Only You
「琴美の声を毎日聞いていたい。肌に触れたい。手料理を食べたい。僕の一生のお願い……聞いてくれるかな」

 そう言った彼の笑顔は、雨のあがった公園でサンダルを買ってくれた時と同じものだった。
 あの日から私は遠くで眺めてるだけでいいなんて思っていた光る君を近くに感じられるようになった。
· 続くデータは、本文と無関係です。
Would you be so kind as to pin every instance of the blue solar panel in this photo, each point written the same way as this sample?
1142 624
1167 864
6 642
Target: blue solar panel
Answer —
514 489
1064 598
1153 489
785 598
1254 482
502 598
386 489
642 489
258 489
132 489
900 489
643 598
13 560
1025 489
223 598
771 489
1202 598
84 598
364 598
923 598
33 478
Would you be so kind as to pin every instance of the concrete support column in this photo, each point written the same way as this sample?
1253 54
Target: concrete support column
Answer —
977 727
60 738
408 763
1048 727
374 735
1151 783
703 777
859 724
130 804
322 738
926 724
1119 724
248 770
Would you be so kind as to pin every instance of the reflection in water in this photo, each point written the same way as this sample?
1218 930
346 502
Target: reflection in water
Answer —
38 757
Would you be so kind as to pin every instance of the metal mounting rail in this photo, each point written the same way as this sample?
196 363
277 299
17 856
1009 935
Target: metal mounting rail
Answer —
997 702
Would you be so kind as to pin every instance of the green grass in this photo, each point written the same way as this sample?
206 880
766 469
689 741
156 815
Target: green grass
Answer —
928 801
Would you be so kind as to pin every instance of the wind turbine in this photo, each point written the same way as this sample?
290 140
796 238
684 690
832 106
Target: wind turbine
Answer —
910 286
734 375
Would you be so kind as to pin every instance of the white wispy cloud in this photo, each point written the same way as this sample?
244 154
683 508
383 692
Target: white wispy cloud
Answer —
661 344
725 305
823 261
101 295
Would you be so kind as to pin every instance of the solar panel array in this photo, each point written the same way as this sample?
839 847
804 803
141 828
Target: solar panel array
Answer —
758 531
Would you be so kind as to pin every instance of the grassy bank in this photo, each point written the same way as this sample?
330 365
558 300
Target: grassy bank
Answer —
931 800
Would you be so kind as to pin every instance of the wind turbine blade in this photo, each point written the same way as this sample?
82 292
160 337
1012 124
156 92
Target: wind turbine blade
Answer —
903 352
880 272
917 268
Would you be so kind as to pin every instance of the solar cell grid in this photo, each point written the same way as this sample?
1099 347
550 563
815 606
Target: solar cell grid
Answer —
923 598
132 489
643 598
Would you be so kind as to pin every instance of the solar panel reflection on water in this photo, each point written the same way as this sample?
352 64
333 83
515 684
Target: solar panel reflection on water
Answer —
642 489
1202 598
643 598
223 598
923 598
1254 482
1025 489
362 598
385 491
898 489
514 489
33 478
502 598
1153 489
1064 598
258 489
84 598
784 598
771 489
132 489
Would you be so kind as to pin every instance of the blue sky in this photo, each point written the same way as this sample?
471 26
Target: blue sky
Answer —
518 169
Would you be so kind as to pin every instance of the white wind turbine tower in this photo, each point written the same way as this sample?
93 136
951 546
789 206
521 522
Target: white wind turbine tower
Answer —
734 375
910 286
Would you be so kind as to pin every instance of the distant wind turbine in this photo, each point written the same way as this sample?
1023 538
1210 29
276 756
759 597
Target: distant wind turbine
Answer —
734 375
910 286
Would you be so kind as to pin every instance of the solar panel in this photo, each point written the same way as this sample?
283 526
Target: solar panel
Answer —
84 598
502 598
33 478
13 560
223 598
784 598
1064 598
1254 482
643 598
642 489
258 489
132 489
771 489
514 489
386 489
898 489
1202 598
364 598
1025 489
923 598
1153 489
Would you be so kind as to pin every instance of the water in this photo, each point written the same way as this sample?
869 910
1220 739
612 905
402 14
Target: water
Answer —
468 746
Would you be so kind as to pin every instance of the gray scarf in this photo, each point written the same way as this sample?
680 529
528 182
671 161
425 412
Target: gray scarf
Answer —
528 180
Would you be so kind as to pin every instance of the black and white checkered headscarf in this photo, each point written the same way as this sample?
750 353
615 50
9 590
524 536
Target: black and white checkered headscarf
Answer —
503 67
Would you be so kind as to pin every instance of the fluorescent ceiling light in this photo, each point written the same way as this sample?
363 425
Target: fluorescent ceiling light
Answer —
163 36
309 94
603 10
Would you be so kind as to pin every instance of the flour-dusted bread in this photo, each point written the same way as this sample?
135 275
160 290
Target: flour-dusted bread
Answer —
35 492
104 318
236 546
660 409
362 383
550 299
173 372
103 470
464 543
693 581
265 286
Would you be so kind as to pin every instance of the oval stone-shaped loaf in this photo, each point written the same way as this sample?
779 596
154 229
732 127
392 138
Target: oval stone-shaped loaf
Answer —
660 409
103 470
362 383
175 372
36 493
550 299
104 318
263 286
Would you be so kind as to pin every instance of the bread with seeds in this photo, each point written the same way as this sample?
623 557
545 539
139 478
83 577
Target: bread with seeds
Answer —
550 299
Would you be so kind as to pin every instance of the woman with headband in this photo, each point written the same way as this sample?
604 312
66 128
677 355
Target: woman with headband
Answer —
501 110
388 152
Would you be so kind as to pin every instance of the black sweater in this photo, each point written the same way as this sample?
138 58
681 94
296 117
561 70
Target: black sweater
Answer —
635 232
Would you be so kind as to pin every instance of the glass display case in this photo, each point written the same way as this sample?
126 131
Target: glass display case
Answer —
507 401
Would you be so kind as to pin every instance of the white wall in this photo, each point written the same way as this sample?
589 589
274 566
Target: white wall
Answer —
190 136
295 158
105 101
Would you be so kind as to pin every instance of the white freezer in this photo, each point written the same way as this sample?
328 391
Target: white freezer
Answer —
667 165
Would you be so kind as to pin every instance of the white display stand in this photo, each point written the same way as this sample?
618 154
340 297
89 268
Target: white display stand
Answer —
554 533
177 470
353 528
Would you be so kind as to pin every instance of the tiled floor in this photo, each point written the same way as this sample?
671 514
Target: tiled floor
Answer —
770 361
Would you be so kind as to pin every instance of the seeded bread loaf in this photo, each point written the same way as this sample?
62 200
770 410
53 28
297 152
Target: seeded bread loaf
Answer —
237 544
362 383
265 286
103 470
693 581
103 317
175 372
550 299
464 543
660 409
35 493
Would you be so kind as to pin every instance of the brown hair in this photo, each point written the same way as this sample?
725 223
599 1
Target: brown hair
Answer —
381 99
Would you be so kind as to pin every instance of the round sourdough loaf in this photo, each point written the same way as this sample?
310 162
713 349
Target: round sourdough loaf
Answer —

 そんな彼が……私の傍に一生いてくれるって言ってる。

「うん。うん。私もあなたと一生一緒に生きていきたい。同じ音楽聴いて共感したり、綺麗なお花眺めて笑顔になったり、夜に唐突に一緒にコンビニ行ったり……そういう何気ない日常をあなたと送りたい。ありがとう……ありがとう」

 あまりの嬉しさに、私の心は高鳴りっぱなしで彼にこの音が聞こえてるんじゃないかというぐらいだった。
 中距離恋愛になる私達だけど、会えない距離じゃない。
 二人の明るい未来を意識していれば、きっとこの離れた時間すら愛を深める準備期間になるはずだ。

 美しいものの価値基準を教えてくれた綾人。
 この大事な宝は、きっと宝石をもらうよりずっとずっと嬉しい事。
 そんなあなたが一生傍にいてくれるっていうんだもの、私はこれから起こるだろう様々なトラブルもきっと乗り切っていける。
 もちろん綾人に綺麗だねって言われるように女を磨く努力は欠かさないよ。
心も肌も全部ね。

 本当に美しい人。

 それは自分を愛し、他人を愛する心を持つ人の事。
 植物へも動物へも全て平等に愛を注げる人の事。

 そういう生活を送ってると、自然と目に入るもの全てが美しく感じるの。
 不思議だけど……これはエルマジックなのかな。
 あなたの大切な言葉を私に分けてくれてありがとう。



 心の親友エル。

 私の愛する人、綾人。



 あなた達を私は一生愛するわ・・・大好きよ。